Abstract

Dengue and Zika are clinically important members of the Flaviviridae family that utilizes an 11kb positive strand RNA for genome regulation. While structures have been mapped primarily in the UTRs, much remains to be learnt about how the rest of the genome folds to enable function. Here, we performed secondary structure and pair-wise interaction mapping on four dengue serotypes and four Zika strains in their native virus particles and infected cells. Comparative analysis of SHAPE reactivities across serotypes nominated potentially functional regions that are highly structured, show structure conservation, and low synonymous mutation rates, including a structure associated with ribosome pausing.

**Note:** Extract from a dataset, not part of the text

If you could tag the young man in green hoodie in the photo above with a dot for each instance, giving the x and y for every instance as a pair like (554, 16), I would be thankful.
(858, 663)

Pair-wise interaction mapping by SPLASH further reveals new pair-wise interactions, in addition to the known circularization sequence. 40% of pair-wise interactions form alternative structures, suggesting extensive structural heterogeneity. Analysis of shared pair-wise interactions between serotypes revealed macro-organization whereby interactions are preserved at their physical locations, beyond their sequence identities. In addition, structure mapping of virus genomes released in solution-as well as inside host cells-showed that other helicases, in addition to the ribosome, play a role in unwinding viral structures inside cells. Mutational experiments that disrupt in cell and in virion pair-wise interactions result in virus attenuation, demonstrating their importance during the virus life-cycle.